Ele contou que é comum o laudo de exames apontar um quadro de normalidade mesmo quando já há uma lesão grave no tecido examinado. “Quem não sabe o que procura, quando acha não encontra”, citou Gibran.
Outro palestrante, Dr. Frederico José Silva Corrêa, professor supervisor do Programa de Residência Médica em Reprodução Humana do Hospital Regional da Asa Sul do Distrito Federal, lembrou também que há estados no Brasil onde nenhuma equipe é capacitada para realizar as cirurgias necessárias para a remoção completa do tecido lesado.
Consideradas de alta complexidade, pois podem envolver vários órgãos e por isso demandar especialistas de diferentes áreas médicas, estas cirurgias muitas vezes representam a única possibilidade de tratamento. “As cirurgias que cauterizam apenas focos de endometriose nada mais são do que paliativos, já que é comum a doença ressurgir em outros locais em pouco tempo”, explicou.
O QUE É — Endométrio é o tecido que reveste a cavidade do útero, preparando-o para receber o embrião. Quando não ocorre fecundação, este tecido se descama e é eliminado através da menstruação.
Na endometriose, porém, este tecido se implanta fora do útero, migrando, através da corrente sanguínea, para órgãos como ovários, ligamentos pélvicos, intestinos, bexiga, apêndice e vagina.
Há quatro classificações de endometriose: peritoneal, ovariana, profunda infiltrativa (a mais grave) e extra pélvica, esta mais rara, em casos em que o tecido pode ser encontrado em órgãos distantes, como pulmão, pleura e sistema nervoso central.
A doença pode causar dores intensas no período menstrual, além de dores durante as relações sexuais, dificuldade de engravidar e infertilidade.
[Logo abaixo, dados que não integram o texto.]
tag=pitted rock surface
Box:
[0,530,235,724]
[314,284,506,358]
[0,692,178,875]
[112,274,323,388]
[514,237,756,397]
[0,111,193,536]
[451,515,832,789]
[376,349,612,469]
Mas a endometriose também pode levar à morte, pois, em algumas situações, pode levar ao comprometimento das atividades de órgãos vitais como o intestino e os rins.
FRENTE — Além de debates e palestras sobre a doença, na ocasião também houve o lançamento da Frente Parlamentar da Luta contra a Endometriose, da qual é presidente o deputado Roberto de Lucena (PV-SP). “Estamos comprometidos com a busca de soluções junto ao Poder Público”, afirmou o deputado. Os principais objetivos da Frente são dirimir a falta de profissionais capacitados, e cobrar do governo a estruturação de novos centros de excelência no tratamento da doença.
Também participaram do seminário os deputados socialistas Dr. Ubiali (SP), Glauber Braga (RJ e Isaías Silvestre (MG).